Der amerikanische Betreiber der digitalen Plattform für Mobilitäts- und Lieferdienste wies die Entscheidung des Gerichts nach Medienberichten zurück und will nun in Berufung gehen. Es ist eine der höchsten Geldbußen, die auf der Grundlage des europäischen Datenschutzrechts je verhängt wurde.
Frankreich hatte den Fall zunächst angestrengt. Da das US-Unternehmen seinen europäischen Sitz in den Niederlanden hat, entscheid die Behörde auch in diesem Land.

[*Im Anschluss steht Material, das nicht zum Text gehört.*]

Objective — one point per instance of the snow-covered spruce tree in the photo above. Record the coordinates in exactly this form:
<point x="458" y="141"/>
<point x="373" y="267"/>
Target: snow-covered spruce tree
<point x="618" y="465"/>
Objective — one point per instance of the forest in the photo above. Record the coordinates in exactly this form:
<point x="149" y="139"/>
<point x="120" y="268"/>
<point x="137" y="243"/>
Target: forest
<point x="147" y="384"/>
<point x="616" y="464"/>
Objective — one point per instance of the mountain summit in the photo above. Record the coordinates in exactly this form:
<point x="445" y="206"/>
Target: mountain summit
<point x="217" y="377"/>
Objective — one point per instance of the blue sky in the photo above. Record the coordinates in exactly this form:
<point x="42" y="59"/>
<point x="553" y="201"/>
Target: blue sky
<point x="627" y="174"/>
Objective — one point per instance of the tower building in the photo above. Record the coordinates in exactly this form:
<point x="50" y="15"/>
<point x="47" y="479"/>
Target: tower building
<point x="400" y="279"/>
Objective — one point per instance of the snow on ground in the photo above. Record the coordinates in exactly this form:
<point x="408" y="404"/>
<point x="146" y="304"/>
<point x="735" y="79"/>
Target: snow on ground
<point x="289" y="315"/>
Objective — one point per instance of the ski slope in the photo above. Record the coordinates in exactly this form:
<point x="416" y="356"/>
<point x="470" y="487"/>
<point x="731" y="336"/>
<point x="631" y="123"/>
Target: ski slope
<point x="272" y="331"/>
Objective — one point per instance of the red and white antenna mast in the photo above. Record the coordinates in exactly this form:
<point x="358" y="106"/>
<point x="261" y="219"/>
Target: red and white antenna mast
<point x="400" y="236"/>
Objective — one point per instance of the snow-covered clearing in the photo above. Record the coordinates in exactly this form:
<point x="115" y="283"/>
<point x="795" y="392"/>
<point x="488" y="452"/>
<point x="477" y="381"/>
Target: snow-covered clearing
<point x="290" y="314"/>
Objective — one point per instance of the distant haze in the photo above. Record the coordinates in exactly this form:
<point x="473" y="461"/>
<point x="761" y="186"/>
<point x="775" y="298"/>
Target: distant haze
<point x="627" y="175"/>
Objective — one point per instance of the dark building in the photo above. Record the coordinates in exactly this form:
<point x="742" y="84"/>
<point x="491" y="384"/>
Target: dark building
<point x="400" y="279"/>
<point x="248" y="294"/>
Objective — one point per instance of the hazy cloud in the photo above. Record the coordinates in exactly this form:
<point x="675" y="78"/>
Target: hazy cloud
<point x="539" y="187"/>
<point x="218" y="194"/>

Anleger lassen die Nachrichten aus den Niederlanden hingegen weitgehend kalt. Nach ersten Kursverlusten zum US-Handelsstart ist die Aktie von Uber schnell ins Plus gedreht. Aus charttechnischer Sicht stehen die Chancen damit unverändert gut, dass der Titel vor dem Abschluss einer mehrmonatigen Bodenbildungsphase steht.
Die Rekordstrafe, sollte sie denn Uber in dieser Höhe auch bezahlen müssen, dürfte Uber verkraften können. Das Unternehmen bringt gut 160 Milliarden Dollar auf die Börsenwaage und schreibt inzwischen Milliardengewinne. Das derzeitige Kursniveau bietet eine interessante Einstiegsgelegenheit für spekulativ ausgerichtete Anleger mit Weitblick. Ein Stopp bei 56,50 Euro sichert ab.